Mum has a talent for telling stories, an imagination for the magical and the fantasy. It made me feel better. There was very little I could do to manage the painful symptoms of my allergies. It was just something I got on with; spending most of my day running my hands and arms under cold water at every chance to cool down my skin. But that little envelope tucked inside my pillow was there, saying: ‘you are loved’, ‘you are missed’, ‘you are thought of’, ‘you are special to me’, ‘I love you’.
Something magical…
And so it started, my Mum and I have corresponded by mail for all of my adult life. Even though we speak on the phone every day, send texts and emails and see each other often, we still send each other cards, notes, ripped out articles from papers or magazines. In fact just before writing this I purchased a card to send to her later this week.

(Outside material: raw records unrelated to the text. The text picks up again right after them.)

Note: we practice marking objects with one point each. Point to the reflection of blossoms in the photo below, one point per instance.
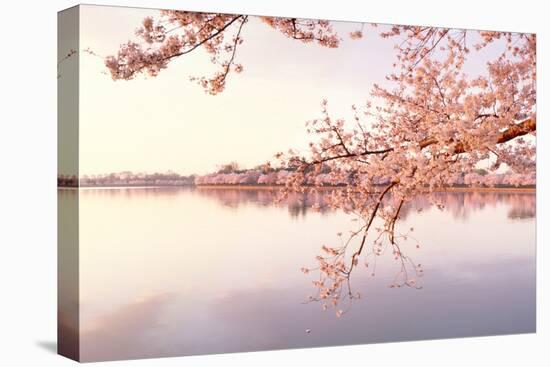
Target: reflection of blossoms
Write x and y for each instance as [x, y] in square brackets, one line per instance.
[431, 127]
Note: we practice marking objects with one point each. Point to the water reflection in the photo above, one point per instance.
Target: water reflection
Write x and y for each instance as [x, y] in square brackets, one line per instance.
[181, 271]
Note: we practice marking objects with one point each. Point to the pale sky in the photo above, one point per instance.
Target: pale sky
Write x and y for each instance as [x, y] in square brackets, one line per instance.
[169, 123]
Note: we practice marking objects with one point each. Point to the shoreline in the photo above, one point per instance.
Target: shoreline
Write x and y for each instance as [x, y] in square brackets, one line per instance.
[323, 188]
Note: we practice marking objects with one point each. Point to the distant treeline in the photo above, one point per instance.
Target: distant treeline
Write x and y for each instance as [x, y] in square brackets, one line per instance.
[275, 177]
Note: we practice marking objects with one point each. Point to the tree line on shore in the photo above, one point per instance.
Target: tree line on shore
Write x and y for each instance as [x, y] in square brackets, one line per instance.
[231, 175]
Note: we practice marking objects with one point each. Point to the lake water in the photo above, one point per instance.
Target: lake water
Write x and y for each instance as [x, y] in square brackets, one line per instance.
[179, 271]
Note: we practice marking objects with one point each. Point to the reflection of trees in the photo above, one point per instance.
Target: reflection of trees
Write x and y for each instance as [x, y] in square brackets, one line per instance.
[462, 204]
[298, 204]
[459, 204]
[334, 285]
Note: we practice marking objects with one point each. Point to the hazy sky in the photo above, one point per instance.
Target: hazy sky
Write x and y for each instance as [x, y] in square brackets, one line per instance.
[169, 123]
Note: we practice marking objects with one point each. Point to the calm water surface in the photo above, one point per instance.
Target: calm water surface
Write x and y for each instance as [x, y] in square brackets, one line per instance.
[167, 271]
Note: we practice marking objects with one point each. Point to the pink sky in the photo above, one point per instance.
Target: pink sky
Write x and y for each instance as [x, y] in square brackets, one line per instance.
[168, 123]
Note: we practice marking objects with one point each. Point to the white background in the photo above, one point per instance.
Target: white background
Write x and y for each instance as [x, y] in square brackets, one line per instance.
[28, 178]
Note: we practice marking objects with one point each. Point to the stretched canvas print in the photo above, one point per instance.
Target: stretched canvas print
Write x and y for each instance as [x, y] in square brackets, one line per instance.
[234, 183]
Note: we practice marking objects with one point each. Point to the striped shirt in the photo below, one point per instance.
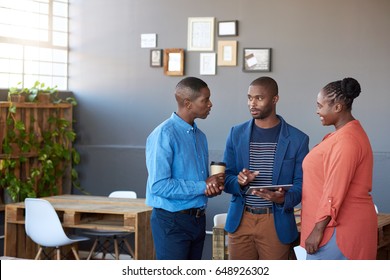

There is something quite magical at seeing someone’s hand written words. They have a permanence. When you touch them it’s as though you are touching the person. I keep a lot of the cards and letters, and enjoy reading them back and imagining the time in my life that we were referring to. As a Mum now myself I cant wait to start corresponding with Albie, having introduced him to the joys of posting letters (we always give them a kiss for luck before we pop them in the postbox) and he has experienced the joy of receiving mail (even though he was slightly disappointed it didn’t contain a ninja turtle, words on a piece of paper don’t mean that much to him right now but they will).
So in closing, write a note, a letter, send a postcard to someone you think about often. You don’t have to wait for an occasion, any opportunity to show someone you love them and that you are thinking of them must be taken.
And what better way than post? Something physical in a world of digital, something for someone to slow down to, to savour, to re-read, to keep.